Importantly, while the food cue paradigm we used is well-established and robustly activates brain regions involved in appetite and food intake, the passive nature of the task makes conceptualization of the neural regions that were differentially activated across groups as reflecting cognitive control and reward inferential rather than conclusive [16]. It is conceivable that the observed neural activations could also reflect surprise (e.g., to changes in stimulus categories at the transition between stimulus blocks), as processing of violated expectations activates a network including ventral striatum, insula, and PFC [46, 47], and/or fear and avoidance, which might probe the fear neurocircuitry when viewing images of (high-calorie) foods [48]. Notably, activation of the DLPFC has been shown to be associated with inhibition of appetitive responses (e.g., [21, 49,50,51,52,53,54]). Likewise, altered PFC activation and increased hippocampal and striatal activation demonstrated in response to visual food cues in those with obesity compared to controls have been argued to reflect impaired cognitive control and increased reward responsiveness [55]. Indeed, we selected a well-established passive viewing of food paradigm rather than an active task to focus on automatic processing that may differentiate those with AN/AtypAN from HC. By definition, those with AN/AtypAN exhibit behaviors that drive weight loss or maintain low weight; the degree to which abnormal neural activation underlies restriction even when actual food is not present speaks to the automaticity of neural response and may offer novel insights for treatment development.

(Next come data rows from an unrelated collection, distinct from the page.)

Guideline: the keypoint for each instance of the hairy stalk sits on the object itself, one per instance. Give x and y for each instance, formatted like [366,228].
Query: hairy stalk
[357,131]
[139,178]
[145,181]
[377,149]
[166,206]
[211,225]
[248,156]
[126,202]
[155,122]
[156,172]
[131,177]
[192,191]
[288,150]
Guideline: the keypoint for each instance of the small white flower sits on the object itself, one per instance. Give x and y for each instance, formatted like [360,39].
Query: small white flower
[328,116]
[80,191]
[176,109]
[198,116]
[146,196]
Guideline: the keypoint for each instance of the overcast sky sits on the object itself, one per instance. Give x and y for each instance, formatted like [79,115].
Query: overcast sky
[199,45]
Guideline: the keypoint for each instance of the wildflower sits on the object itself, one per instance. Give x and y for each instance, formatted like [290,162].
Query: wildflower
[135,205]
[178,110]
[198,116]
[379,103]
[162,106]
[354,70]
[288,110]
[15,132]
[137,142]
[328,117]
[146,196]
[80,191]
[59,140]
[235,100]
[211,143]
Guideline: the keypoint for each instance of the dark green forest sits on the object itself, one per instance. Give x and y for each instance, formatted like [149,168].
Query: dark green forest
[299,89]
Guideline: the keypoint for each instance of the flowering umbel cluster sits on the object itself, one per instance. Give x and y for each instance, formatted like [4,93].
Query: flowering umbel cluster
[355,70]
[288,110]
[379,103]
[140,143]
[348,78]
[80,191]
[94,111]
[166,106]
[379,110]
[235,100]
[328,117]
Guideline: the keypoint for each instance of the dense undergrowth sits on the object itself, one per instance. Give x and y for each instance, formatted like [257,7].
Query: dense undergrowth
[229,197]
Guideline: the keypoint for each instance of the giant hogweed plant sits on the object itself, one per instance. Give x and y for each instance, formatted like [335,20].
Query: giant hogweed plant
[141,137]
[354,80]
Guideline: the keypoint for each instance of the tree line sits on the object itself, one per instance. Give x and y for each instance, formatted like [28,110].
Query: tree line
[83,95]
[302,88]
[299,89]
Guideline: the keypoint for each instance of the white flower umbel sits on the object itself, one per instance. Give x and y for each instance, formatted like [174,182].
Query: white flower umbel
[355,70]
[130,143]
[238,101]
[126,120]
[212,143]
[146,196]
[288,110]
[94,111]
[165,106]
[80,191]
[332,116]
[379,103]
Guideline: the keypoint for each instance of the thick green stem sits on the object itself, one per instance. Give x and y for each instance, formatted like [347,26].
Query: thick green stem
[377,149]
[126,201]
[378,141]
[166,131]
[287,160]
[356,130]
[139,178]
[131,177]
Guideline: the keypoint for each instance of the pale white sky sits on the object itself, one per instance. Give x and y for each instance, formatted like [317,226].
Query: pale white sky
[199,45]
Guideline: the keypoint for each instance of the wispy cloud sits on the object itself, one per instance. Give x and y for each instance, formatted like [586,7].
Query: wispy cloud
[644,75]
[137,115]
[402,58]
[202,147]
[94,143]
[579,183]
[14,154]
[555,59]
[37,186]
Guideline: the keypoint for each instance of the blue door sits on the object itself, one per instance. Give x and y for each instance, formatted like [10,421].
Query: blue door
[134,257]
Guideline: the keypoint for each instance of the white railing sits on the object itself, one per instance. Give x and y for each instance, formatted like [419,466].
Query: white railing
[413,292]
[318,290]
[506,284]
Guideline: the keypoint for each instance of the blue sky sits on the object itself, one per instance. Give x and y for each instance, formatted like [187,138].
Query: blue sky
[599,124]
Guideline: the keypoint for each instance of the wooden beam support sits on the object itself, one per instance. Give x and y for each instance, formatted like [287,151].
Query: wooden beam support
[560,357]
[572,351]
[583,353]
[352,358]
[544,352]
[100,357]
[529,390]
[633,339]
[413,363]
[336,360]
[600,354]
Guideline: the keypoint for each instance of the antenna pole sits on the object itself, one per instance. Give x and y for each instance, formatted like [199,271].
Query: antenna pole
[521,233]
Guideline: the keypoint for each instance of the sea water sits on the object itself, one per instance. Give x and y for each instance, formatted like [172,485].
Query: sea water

Study strengths include the interdisciplinary assessment of food cue processing via fMRI. Repetition of measures from pre- to post-standardized meal allowed for a nuanced examination of eating behavior in this population. Inclusion of a well-phenotyped, heterogeneous adolescent and young adult sample of females with AN and AtypAN allowed for investigation across and then within clinical presentation compared to HC. However, important limitations warrant acknowledgement. First, as noted, our selected fMRI paradigm was a passive viewing task. Future studies should include both active and passive food paradigms as well as behavioral assessments of non-food-related cognitive control and reward processing to comprehensively test questions related to over-engagement of cognitive control and reward-related regions in this population [16]. Likewise, these studies should also evaluate surprise or fear that may help to interrogate alternative hypotheses involving activation in these neural regions in response to food cues. Second, while the variance in ED symptomatology was a strength of our study and we were able to split the full ED group by degree of low weight, with low body weight (defined as ≤90% of expected body weight) being a study inclusion criterion, we could not examine the full weight spectrum of individuals captured by the AtypAN diagnosis. Further, our cohort of individuals in the BP-type subgroup was small (n = 16), rendering that set of findings exploratory (see Supplementary Materials). Future studies should include individuals with AtypAN across the weight spectrum, and a larger sample of individuals with a BP-type presentation. Finally, in order to keep the assessment measures consistent across the sample, we used the K-SADS-PL (originally designed for use with children and adolescents) with young adults.

Our results lay the groundwork for future investigations based on large samples to further unveil the shared or symptom-specific characteristics of food-cued neural activation in those with eating disorders, and which combines these neural data with other biologic modulators of appetite data (e.g., endocrine signaling) and their synergistic interplay or disruption thereof in explaining the clinical phenotypes of these complex conditions. This line of research could guide the development of targeted interventions to interrupt symptom consolidation.